Jacek Poniedziałek: Nie umieram z tęsknoty za kamerą
- Jest mroczna, niejednoznaczna, otoczona jakby mgiełką okultyzmu - w taki sposób Jacek Poniedziałek opowiada historię opisaną w "Pakcie", nowym serialu z jego udziałem. Ten sześcioodcinkowy thriller będzie mieć premierę 8 listopada w HBO.
Jak ważna w serialu jest postać Daniela Grodeckiego?
Jacek Poniedziałek: Daniel jest kimś w rodzaju inspiratora całej intrygi. Moja rola jest niewielka, ale dosyć istotna.
Jakie miał pan odczucia po przeczytaniu scenariusza?
- Historia opisana w "Pakcie" wydała mi się bardzo ciekawa. Jest mroczna, niejednoznaczna, otoczona jakby mgiełką okultyzmu... Bardzo dobrze napisane dialogi. Zmorą polskiego kina i telewizji są sztuczne dialogi. Historię opowiada się słowami, zamiast inscenizacją. Nie skłaniają widza do wysiłku intelektualnego. W "Pakcie" mówimy tylko tyle, ile trzeba. Reszta opowiada się akcją, grą spojrzeń itd.
Kim jest Daniel?
- Daniel jest dyrektorem finansowym wielkiej korporacji. To człowiek sukcesu. Należy do środowiska wysoko postawionych ludzi biznesu, którzy kierują się w pracy chrześcijańskim systemem moralnym, którzy nawzajem się wspierają. Daniel sprawia wrażenie kogoś chłodnego i zdystansowanego. Tymczasem przeżywa poważne rozterki związane z przeszłością i błędami, jakie popełnił.
Czy zmienił pan coś w swoim wyglądzie, przygotowując się do roli?
- Tak. Zapuściłem brodę i ogoliłem głowę.
Dawno nie widziałem pana w żadnym serialu. Czy stęsknił się pan za telewizją?
- Nie jest prawdą, że zniknąłem z telewizji i kina. Regularnie w czymś gram, chociaż nie są to największe role. Bardzo kocham teatr, realizuje się w nim, jako aktor, a czasem, jako reżyser. W tym sezonie mam przed sobą trzy projekty reżyserskie. Zajmuję się też tłumaczeniem sztuk z języka angielskiego. Naprawdę mam sporo pracy. Nie jest tak, że umieram z tęsknoty za kamerą.
Jakie seriale oglądał pan w ostatnich latach?

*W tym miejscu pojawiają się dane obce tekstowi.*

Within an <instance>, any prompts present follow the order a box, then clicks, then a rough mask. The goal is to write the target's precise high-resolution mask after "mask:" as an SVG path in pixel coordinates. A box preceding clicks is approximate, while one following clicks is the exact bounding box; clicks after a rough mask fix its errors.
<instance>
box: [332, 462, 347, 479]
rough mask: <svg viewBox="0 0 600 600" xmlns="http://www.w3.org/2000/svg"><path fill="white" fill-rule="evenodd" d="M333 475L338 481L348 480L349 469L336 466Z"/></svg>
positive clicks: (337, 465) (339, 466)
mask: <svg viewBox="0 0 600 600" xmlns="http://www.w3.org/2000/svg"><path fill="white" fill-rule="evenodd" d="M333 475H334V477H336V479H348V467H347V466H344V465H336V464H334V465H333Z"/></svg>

- Urzekł mnie serial kryminalny "Breaking Bad". Przygotowując się do roli Daniela, trochę inspirowałem się głównym bohaterem tego serialu. Kilka lat wcześniej z przyjemnością oglądałem "Sześć stóp pod ziemią". Jestem zachwycony tym, jak Amerykanie udoskonalili formułę serialu. Teraz wiele z ich produkcji to prawdziwe dzieła sztuki filmowej. Duże budżety, bardzo dobrzy aktorzy, długie przygotowania, długi okres zdjęciowy. Grając w wielu polskich serialach, musiałem czasem kręcić nawet 12 scen dziennie. To prawie niewykonalne, by zagrać aż tyle scen na przyzwoitym poziomie.
Pana bohater jest jednym z tych Polaków, który świetnie poradził sobie w okresie transformacji. A pan jak się odnalazł w pierwszych latach kapitalizmu?

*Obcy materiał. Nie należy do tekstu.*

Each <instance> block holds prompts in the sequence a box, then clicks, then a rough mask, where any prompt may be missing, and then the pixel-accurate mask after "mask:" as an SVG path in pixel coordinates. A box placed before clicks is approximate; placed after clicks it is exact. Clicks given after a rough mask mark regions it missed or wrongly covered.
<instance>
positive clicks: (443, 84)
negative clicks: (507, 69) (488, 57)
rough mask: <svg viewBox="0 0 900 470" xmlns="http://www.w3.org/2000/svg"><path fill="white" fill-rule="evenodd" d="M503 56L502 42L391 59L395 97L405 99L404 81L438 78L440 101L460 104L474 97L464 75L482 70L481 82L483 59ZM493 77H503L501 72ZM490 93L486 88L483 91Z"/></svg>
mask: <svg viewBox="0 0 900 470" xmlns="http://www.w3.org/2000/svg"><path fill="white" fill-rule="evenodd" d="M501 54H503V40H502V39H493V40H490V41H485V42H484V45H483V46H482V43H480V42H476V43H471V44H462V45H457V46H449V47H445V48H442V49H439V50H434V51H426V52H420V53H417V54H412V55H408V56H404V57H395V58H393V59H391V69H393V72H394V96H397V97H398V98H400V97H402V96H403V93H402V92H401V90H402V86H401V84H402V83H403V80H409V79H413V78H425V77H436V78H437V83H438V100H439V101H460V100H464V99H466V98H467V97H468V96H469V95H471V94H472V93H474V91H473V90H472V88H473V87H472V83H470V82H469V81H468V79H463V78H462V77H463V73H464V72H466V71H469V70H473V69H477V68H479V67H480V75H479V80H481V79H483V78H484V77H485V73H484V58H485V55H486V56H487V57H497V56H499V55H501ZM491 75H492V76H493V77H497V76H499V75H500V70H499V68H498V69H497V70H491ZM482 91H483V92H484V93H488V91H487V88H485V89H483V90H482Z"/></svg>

- Tuż po studiach, na początku lat 90., byłem aktorem Teatru Słowackiego w Krakowie. Zarabiało się wtedy bardzo mało. Stawki były wręcz głodowe. Wielu moich znajomych - aktorów dorabiało, zajmując się akwizycją. Ja też wszedłem w ten biznes. Rozwoziłem towar po małych sklepach w okolicach Krakowa.

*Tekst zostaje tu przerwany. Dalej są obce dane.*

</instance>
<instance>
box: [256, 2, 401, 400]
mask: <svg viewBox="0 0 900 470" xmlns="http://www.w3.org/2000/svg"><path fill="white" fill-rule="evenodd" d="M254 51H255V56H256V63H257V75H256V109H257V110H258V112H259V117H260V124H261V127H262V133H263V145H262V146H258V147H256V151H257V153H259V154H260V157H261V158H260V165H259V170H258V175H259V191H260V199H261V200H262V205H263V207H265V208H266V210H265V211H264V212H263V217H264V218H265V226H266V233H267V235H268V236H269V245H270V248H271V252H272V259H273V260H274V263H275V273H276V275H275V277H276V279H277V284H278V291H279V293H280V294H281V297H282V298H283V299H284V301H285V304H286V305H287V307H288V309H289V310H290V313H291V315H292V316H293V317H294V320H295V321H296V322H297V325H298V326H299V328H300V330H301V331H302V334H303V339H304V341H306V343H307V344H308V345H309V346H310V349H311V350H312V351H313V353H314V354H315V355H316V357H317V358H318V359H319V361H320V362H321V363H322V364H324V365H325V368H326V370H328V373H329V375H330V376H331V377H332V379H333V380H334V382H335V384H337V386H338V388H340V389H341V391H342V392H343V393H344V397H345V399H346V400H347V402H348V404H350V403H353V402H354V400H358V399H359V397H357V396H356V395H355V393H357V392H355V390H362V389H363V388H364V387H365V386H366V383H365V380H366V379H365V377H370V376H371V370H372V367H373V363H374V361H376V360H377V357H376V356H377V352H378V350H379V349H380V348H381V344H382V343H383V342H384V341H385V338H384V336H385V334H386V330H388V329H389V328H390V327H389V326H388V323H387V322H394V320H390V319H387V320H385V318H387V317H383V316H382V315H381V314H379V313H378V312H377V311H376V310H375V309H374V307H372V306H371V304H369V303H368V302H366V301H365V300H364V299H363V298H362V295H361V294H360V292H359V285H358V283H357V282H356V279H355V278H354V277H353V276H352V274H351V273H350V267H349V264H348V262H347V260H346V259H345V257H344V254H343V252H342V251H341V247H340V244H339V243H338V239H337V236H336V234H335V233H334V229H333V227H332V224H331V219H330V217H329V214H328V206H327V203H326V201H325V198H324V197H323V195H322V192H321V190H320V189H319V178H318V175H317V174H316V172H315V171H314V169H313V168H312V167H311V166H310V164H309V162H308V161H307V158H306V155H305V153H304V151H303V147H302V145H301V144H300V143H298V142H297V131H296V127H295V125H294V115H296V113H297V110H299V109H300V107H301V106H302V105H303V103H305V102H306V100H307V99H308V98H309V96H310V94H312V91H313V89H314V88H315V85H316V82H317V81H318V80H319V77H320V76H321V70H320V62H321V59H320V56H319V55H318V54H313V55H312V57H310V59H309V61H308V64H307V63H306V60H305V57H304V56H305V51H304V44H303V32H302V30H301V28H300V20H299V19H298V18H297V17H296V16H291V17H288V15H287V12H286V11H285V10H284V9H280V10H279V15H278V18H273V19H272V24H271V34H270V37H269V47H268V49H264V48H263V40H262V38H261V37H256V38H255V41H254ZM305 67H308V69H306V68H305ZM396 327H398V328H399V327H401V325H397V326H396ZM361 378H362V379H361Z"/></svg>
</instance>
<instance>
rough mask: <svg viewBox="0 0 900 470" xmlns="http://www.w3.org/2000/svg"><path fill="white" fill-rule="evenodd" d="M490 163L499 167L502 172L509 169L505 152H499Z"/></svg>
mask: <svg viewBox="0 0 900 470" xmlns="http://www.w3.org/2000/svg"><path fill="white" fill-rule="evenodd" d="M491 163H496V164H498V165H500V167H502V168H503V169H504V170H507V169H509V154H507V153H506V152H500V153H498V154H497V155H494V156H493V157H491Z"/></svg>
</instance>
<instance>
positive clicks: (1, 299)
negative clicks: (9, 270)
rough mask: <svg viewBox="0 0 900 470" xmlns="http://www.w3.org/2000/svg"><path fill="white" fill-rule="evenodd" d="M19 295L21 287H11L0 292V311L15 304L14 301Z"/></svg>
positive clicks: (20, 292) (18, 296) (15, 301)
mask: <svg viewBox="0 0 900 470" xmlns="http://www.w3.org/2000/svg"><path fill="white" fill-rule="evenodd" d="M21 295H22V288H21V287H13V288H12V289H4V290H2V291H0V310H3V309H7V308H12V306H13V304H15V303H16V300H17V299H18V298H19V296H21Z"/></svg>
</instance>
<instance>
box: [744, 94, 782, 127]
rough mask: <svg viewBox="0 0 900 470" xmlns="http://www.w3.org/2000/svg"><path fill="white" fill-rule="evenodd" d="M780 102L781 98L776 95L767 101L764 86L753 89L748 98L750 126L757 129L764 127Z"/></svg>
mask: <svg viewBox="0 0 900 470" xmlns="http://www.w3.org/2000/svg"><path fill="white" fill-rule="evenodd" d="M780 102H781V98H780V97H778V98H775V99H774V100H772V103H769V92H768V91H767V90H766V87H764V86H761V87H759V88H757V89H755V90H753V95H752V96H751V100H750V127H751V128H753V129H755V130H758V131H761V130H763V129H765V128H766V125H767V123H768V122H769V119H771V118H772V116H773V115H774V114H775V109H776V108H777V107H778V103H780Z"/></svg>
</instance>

--------------------------------------------------------
Jacek Poniedziałek (ur. 1965) - aktor teatralny, filmowy i telewizyjny. Absolwent PWST w Krakowie. Szeroką popularność zdobył dzięki takim serialom jak "M jak Miłość" czy "Magda M.". Związany jest z Nowym Teatrem w Warszawie.